Follow detikFinance Follow Linkedin
Senin, 11 Mei 2020 08:49 WIB

Minim Sentimen Positif, IHSG Diproyeksi Tetap di Zona Merah

Artha Sekuritas - detikFinance
Pengunjung berada di sekitar layar pergerakan Indeks Harga Saham Gabungan (IHSG) di Bursa Efek Indonesia (BEI) Jakarta, Kamis (13/2). Indeks Harga Saham Gabungan (IHSG) di Bursa Efek Indonesia (BEI) hari ini pukul 12.00 menurun-0,67% ke posisi 5,873,30. Pergerakan IHSG ini masih dipengaruhi oleh sentimen atas ketakutan pasar akan penyebaran wabah virus corona. Foto: Pradita Utama
Jakarta -

IHSG ditutup melemah di level 4,597.43 (-0.25%). Pelemahan didorong oleh Basic-IND (-1.51%) dan Finance (-1.19%).
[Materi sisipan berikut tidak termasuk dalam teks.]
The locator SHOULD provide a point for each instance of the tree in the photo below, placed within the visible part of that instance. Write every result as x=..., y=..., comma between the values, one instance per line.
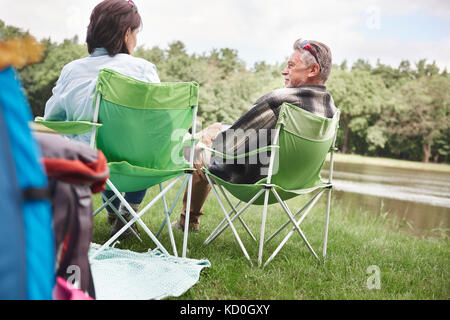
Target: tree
x=423, y=113
x=361, y=97
x=39, y=79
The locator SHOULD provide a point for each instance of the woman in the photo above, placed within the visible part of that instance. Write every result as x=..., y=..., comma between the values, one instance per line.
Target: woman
x=111, y=39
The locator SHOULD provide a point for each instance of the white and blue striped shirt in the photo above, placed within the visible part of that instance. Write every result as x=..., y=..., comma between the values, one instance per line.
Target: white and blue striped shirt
x=73, y=95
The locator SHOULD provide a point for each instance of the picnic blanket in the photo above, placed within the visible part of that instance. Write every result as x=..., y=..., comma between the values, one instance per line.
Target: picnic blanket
x=128, y=275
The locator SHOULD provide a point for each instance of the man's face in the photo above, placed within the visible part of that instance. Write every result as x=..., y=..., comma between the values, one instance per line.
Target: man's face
x=295, y=73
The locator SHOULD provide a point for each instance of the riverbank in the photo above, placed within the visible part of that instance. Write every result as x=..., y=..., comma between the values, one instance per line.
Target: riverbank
x=387, y=162
x=360, y=243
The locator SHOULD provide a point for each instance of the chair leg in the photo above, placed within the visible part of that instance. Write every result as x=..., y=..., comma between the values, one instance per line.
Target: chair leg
x=229, y=221
x=136, y=217
x=216, y=234
x=104, y=205
x=234, y=210
x=187, y=214
x=263, y=227
x=220, y=228
x=327, y=221
x=288, y=212
x=310, y=204
x=169, y=226
x=116, y=212
x=175, y=201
IHSG ditutup melemah di tengah banyaknya ketidakpastian global. Harga minyak dunia sudah mengalami penguatan namun beberapa data ekonomi termasuk pengangguran di US masih meningkat.

Bursa Amerika Serikat ditutup Menguat. Dow Jones ditutup 24,331.32 (+1.91%), NASDAQ ditutup 9,121.32 (+1.58%), S&P 500 ditutup 2,929.80 (+1.69%).

Bursa US ditutup menguat meskipun data ekonomi terlihat buruk. Hal tersebut disebabkan oleh optimisme dari investor bahwa dibukanya kembali kegiatan ekonomi menjadi pendorong kenaikan harga saham tersebut.

Namun tensi geopolitik dan juga kecemasan akan muncul COVID-19 gelombang ke 2 memberikan risiko. Bursa Asia dibuka menguat, investor masih terus memantau perkembangan dari pembukaan kembali ekonomi di beberapa negara.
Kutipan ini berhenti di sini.